Theory

The words of the dialogue blocks are based on the foundations of the dialogue – previously understood and structured. Notable writers, thinkers and researchers in the theoretical background of dialogue blocks are the ancient Greek philosopher Plato, the father of dialogue philosophy Martin Buber, the developer of dialogical management of organizations William Isaacs and Jukka Hankamäki, who studied the philosophy of dialogue.

Dialogue is often understood in everyday language as discussion. However, dialogue is much broader than just discussion. The core of dialogue consists of striving for consensus and is free from slander, manipulation, and persuasion. That is why dialogue cannot always be achieved. In fact, it is much rarer than we would like to believe.
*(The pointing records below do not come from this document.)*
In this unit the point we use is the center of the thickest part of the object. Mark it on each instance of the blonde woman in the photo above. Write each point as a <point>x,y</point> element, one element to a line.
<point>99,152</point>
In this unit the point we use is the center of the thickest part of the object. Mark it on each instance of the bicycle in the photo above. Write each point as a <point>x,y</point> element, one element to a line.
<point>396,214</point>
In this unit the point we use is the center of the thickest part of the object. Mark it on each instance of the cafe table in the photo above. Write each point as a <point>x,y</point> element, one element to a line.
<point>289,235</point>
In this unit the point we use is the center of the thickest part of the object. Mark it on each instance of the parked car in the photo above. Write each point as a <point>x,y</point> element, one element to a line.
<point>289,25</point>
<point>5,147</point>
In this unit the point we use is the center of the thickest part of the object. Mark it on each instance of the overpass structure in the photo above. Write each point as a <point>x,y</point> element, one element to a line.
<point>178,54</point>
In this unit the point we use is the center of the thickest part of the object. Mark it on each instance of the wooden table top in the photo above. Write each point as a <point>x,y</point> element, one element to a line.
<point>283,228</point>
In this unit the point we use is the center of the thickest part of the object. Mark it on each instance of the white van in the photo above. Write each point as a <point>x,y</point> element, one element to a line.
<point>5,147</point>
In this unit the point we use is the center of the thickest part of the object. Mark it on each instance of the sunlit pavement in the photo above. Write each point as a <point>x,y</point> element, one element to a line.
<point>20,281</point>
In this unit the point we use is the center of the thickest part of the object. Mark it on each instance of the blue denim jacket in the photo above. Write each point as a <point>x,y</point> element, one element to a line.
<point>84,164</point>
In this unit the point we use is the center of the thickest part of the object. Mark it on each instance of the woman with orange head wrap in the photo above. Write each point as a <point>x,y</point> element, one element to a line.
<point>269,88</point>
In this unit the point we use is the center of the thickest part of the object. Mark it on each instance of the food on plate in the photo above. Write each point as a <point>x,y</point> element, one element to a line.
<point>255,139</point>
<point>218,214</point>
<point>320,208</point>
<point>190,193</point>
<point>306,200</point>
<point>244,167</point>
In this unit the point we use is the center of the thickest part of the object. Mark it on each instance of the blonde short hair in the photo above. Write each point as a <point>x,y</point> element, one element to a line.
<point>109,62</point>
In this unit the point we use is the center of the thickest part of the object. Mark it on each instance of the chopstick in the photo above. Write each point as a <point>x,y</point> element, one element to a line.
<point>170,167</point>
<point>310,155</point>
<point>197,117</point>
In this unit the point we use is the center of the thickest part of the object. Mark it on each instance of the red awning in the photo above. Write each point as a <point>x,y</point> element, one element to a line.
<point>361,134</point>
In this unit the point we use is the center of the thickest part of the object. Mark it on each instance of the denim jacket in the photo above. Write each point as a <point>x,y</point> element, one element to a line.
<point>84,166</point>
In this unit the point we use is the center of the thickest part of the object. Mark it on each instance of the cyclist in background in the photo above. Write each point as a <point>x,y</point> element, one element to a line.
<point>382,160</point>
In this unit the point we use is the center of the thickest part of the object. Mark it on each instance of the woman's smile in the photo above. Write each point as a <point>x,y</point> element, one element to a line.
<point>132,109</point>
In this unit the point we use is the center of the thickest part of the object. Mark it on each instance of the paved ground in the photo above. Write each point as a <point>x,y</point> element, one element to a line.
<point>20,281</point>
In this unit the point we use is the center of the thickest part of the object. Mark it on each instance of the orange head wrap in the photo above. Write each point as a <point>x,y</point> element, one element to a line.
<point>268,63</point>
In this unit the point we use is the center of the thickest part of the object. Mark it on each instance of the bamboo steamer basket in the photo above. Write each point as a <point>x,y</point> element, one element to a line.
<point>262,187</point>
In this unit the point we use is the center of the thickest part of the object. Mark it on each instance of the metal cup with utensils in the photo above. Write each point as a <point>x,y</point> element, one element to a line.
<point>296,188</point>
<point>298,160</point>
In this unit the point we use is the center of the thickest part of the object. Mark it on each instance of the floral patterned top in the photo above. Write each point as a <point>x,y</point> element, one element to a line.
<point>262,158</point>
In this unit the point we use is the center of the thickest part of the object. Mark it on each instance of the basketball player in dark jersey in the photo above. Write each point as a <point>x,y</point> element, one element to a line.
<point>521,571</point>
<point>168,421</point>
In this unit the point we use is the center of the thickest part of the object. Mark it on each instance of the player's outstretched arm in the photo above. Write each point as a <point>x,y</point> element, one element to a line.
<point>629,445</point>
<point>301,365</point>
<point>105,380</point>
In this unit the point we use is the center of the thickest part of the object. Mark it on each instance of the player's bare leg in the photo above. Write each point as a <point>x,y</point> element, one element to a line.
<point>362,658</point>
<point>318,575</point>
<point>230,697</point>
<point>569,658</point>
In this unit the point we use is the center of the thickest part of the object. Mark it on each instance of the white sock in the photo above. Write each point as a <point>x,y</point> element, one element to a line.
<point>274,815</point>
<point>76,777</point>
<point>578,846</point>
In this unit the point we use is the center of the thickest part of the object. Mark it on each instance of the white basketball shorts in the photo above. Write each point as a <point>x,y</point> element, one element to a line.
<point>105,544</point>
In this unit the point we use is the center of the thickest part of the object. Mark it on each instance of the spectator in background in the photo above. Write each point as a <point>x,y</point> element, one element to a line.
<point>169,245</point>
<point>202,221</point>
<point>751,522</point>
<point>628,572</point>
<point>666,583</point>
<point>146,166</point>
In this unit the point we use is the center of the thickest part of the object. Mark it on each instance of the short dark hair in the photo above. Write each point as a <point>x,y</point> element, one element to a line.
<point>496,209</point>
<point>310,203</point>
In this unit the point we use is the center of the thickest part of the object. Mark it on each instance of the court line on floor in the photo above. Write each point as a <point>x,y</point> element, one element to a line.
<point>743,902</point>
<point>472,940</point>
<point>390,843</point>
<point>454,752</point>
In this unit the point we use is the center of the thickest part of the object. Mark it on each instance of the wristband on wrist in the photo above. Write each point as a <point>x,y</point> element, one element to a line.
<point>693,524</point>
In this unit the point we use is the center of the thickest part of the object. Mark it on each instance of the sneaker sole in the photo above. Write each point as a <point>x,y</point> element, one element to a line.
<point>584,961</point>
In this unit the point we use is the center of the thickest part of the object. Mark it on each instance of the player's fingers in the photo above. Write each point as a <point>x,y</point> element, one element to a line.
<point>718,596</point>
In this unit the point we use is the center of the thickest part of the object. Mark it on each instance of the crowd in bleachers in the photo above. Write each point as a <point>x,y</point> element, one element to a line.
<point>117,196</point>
Dialogue does not come true by itself. It always requires reciprocity on the part of the parties. Settling into a dialogical relationship requires self-recognition and requires the courage to accept the other as an equal being, as he is. The dialogical connection is free of goals and purposes. In a dialogical reciprocal relationship, the other is not used as a tool or advantage. The purpose of dialogue is not to mediate or make similar. On the contrary, in a dialogical context, difference and differences become humanly true and accepted. In a dialogical context, the parties allow the other to influence themselves.

Dialogue is more of a way than a method that could be introduced as needed. There is no right style or working recipe to start a dialogue. It starts with yourself. Dialogue requires taking responsibility for one’s own thinking and not just one’s own reactions.